Prior to the COVID-19 pandemic, the mere mention of teledermatology may have been met with confusion – or worse, flashbacks to blurry photos and pixilated videos. Yet with the rise of COVID-19, so has the application of telehealth within Australian dermatology practice. As we emerge into the post-pandemic years, its ongoing role in clinical practice is yet to be defined.
Teledermatology, a subset of telehealth, refers to where the dermatologist and patient are separated geographically, requiring information and communication technologies to bridge the separation. The main modes of delivering teledermatology are by store and forward (SAF), where images are transmitted for a clinician to review, and real-time video consultation (RTVC). Hydrid methods are most popular with Australian dermatologists and often involve a SAF method followed by RTVC, removing the potential challenges of poor-quality videos and limited internet connection.
Before the pandemic, teledermatology had well-documented evidence of its value and success. Yet almost 50 per cent of Australian dermatologists had never used teledermatology. In 2020, when the pandemic reached Australia, there was a 24-fold increase in telehealth services throughout Australia. With this, the proportion of dermatologists in Australian private practice utilising telehealth increased to 92.6 per cent.

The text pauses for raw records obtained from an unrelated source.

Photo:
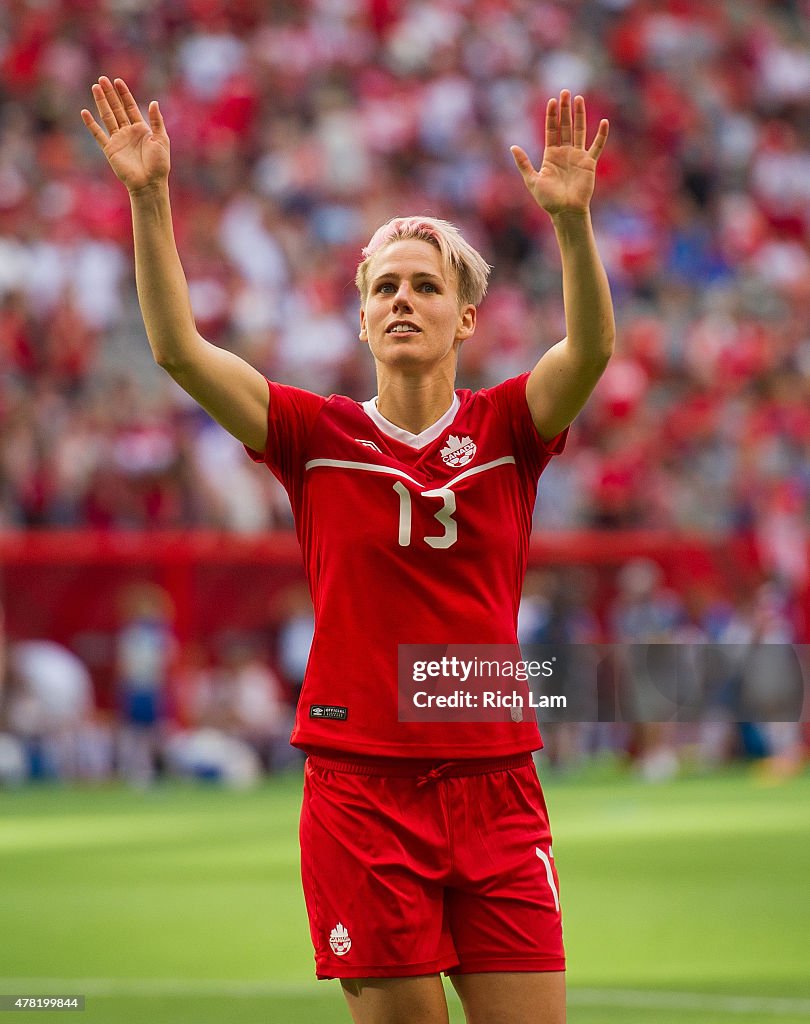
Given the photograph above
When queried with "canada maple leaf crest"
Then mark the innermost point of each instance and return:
(459, 452)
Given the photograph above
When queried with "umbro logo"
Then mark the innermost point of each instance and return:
(339, 940)
(366, 443)
(459, 452)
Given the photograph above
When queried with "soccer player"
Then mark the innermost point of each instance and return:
(425, 846)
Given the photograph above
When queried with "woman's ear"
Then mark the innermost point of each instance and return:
(466, 323)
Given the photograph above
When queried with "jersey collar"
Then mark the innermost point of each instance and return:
(400, 434)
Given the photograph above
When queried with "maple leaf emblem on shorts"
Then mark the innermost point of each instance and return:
(459, 452)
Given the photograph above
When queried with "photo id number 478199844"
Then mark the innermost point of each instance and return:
(48, 1003)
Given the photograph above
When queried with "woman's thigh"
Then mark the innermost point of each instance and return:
(396, 1000)
(518, 997)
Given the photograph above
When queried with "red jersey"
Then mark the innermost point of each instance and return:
(408, 539)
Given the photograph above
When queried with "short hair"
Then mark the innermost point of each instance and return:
(457, 254)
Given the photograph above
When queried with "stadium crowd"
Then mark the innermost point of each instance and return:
(297, 128)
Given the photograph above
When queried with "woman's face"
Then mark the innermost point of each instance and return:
(412, 315)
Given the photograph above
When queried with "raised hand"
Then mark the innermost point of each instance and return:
(138, 153)
(565, 179)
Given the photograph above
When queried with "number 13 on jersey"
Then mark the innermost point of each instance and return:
(443, 516)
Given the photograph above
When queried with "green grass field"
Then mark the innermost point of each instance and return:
(686, 901)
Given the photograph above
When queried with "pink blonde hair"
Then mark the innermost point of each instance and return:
(458, 256)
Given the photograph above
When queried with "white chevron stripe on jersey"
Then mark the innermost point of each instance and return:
(368, 467)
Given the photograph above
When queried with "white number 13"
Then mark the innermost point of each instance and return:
(444, 516)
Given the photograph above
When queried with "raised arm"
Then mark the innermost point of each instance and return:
(561, 382)
(228, 388)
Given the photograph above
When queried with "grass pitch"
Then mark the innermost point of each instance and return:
(683, 902)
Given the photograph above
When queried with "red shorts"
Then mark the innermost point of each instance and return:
(416, 867)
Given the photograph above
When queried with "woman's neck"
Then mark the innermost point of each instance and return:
(414, 404)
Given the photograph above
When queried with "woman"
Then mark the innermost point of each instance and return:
(425, 846)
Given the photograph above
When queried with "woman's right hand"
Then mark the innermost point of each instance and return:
(138, 153)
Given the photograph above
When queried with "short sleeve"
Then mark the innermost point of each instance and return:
(510, 399)
(291, 415)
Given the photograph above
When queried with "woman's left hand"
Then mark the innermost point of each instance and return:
(565, 180)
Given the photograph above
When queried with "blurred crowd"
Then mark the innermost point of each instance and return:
(298, 128)
(654, 685)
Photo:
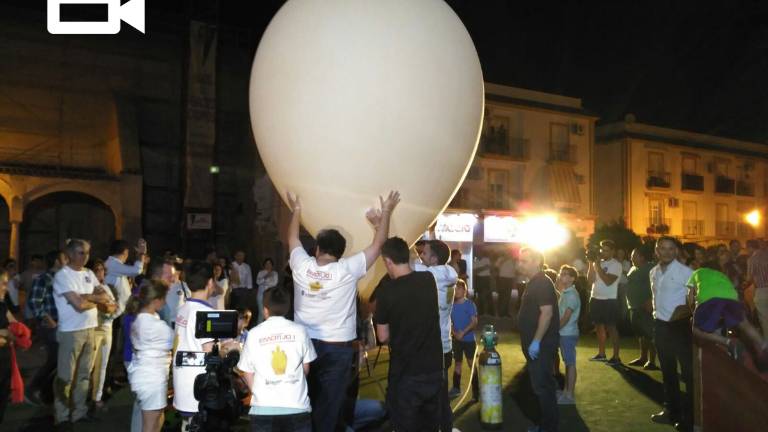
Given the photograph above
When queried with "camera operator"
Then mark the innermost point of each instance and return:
(152, 341)
(199, 278)
(275, 362)
(604, 304)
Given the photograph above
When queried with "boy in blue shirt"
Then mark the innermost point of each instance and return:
(569, 306)
(463, 323)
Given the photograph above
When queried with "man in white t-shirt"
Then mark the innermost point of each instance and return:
(275, 361)
(604, 304)
(325, 289)
(77, 295)
(435, 256)
(199, 277)
(672, 334)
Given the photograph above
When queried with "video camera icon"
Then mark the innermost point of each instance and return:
(132, 13)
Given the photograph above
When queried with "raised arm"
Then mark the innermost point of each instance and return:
(293, 228)
(380, 220)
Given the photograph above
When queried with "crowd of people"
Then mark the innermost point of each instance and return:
(300, 342)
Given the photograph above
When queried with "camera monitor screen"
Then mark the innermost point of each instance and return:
(216, 324)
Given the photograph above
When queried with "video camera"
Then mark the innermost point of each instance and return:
(592, 252)
(219, 390)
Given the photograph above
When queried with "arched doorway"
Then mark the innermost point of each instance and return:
(5, 230)
(52, 219)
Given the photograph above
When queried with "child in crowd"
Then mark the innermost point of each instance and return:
(569, 306)
(464, 321)
(275, 362)
(718, 307)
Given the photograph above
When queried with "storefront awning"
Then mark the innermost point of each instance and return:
(563, 189)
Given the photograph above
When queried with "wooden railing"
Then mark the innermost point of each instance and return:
(728, 394)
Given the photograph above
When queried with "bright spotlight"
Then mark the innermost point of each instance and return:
(544, 233)
(753, 217)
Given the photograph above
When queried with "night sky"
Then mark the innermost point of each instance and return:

Of particular benefit, this rise in teledermatology provision has enabled dermatologist access for Australians living in regional, rural and remote locations. In these areas, patients with dermatological conditions have historically had poorer outcomes. Australia has a vast geographic mass of 7.7 million square kilometres, where one-third of the population live outside of capital cities. Yet there are only about 550 practising dermatologists in Australia. Of these, only 10 per cent live and practice outside major metropolitan centres. Contrasting this, approximately one million Australians (four per cent) live with a chronic skin condition.
Beyond enabling access across a vast area, teledermatology has several other advantages. It has been purported to be of benefit in driving down public hospital dermatology waitlists and supporting local primary practitioner-led care. Of particular value is its role in triaging skin lesions, long-term follow-up of inflammatory conditions and monitoring of patients on biologic medications. Furthermore, patients benefit from reduction of travel requirements and associated costs, in addition to limited disruption to work and family commitments.
Yet teledermatology provision is not without challenges. It is not suitable for all patients or all visits. Gone is the diagnostic modality of palpating a rash or skin lesion, nor is dermoscopy available. Biopsies are often required for diagnosis and necessitate the scheduling of a face-to-face appointment. Procedures and hands-on therapies, such as narrow-band UV or light-emitting therapies, also require coordination. Within a complicated and evolving digital landscape, there is an onus on the practitioner for the protection of privacy and confidential storage of images. Specialised equipment is required for the production and storage of dermoscopic images. Additionally, the clinician must upskill and tailor the delivery of teledermatology to the needs of the patient and the clinical problem. For example, videoconferencing has limited utility for skin checks, yet SAF methods including macroscopic and dermoscopic images of lesions can be of significant value.
If there is one silver lining to the pandemic, it may be that patients in regional and remote locations are the unexpected beneficiaries of teledermatology. Now that teledermatology has been widely trialled, the impetus is on the medical profession to continue to drive change and carry on the provision of these services. As technology continues to evolve, so must the provision of dermatology.